In Deutschland versteht man leider oft nicht den Gesamtzusammenhang oder die lokalen Zusammenhänge. Wenn es zu einer Eskalation kommt, sei es mit der Hamas im Gazastreifen, dem Islamischen Dschihad oder jetzt in Dschenin, relativiert man in deutschen Medien, man blendet radikal-islamistischen beziehungsweise palästinensischen Terror komplett aus. Diese Worte werden oft nicht einmal erwähnt. Das Schlimmste ist: Man hat oft das Gefühl, dass Täter-Opfer-Umkehr betrieben wird.
In deutschen Agenturberichten werden regelmäßig die Opferzahlen bei Israelis und Palästinensern verglichen. Was ist daran problematisch?

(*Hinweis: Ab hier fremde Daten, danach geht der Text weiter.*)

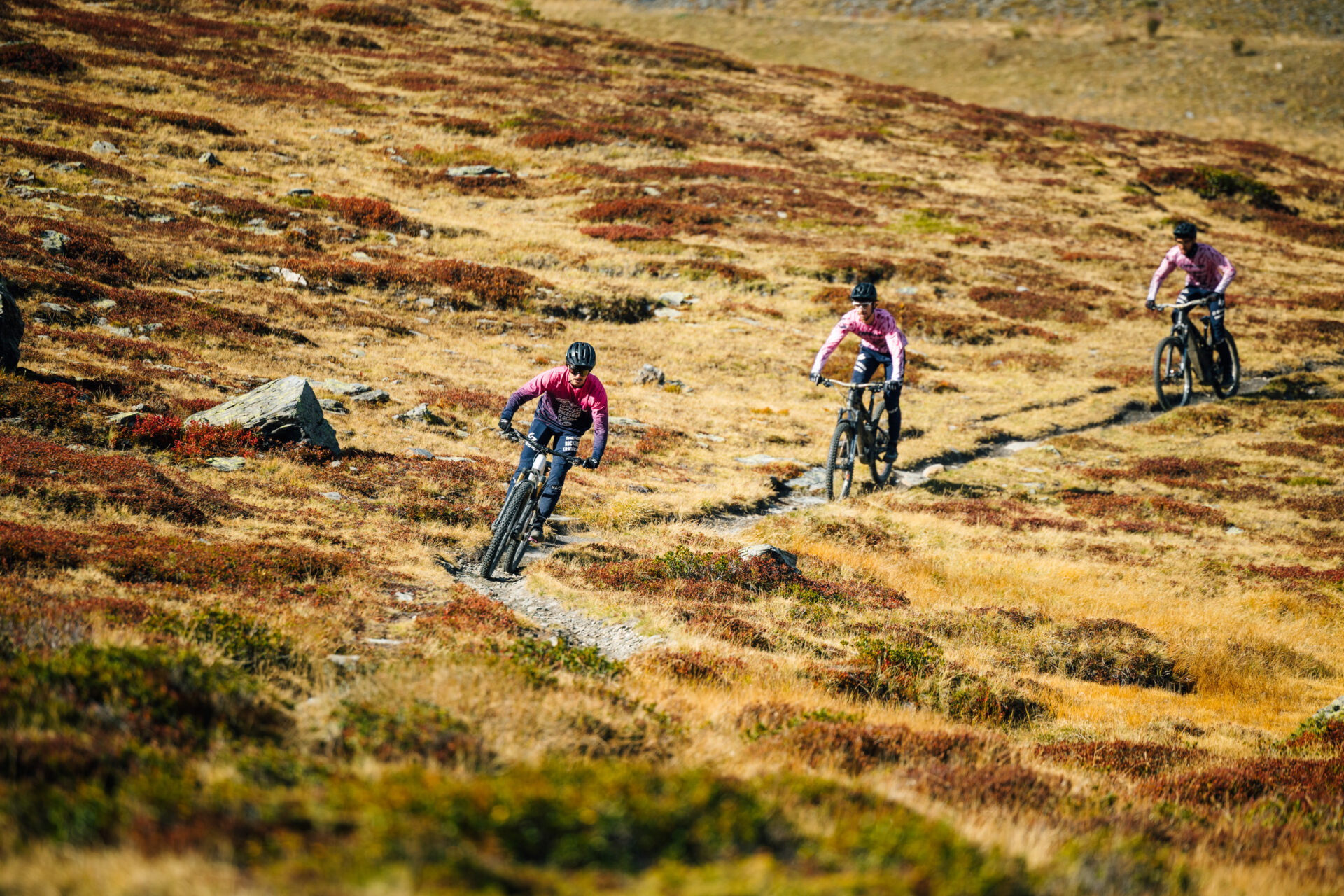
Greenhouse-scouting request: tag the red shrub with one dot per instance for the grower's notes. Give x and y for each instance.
(652, 211)
(204, 441)
(30, 548)
(77, 481)
(155, 430)
(372, 214)
(1312, 780)
(1139, 760)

Schon seit vielen Jahrzehnten befindet sich Israel in einem Kampf gegen den Terror. Die Terroristen operieren oft in dicht besiedeltem Gebiet – und dies natürlich mit voller Absicht. Was man zudem häufig nicht versteht, ist die Tatsache, dass die Täter, die oft als minderjährige oder zivile Opfer bezeichnet werden, eigentlich palästinensische Terroristen sind, die dann auf arabischen Kanälen als Mitglieder der Hamas oder des Islamischen Dschihad gelobt und als Märtyrer gefeiert werden. In diesem Sinne ist es falsch, in einem Anti-Terror-Kampf diese Zahlen zu vergleichen. Denn wenn in Dschenin Palästinenser getötet werden, von denen viele mit Waffen unterwegs waren und auf israelische Sicherheitsbeamte geschossen haben, dann ist das etwas anderes, als wenn Terroristen einfach das Feuer auf israelische Zivilisten eröffnen und sie umbringen. Dies zu vergleichen, ist deshalb ein Problem. Deutschland ist darin leider Weltmeister.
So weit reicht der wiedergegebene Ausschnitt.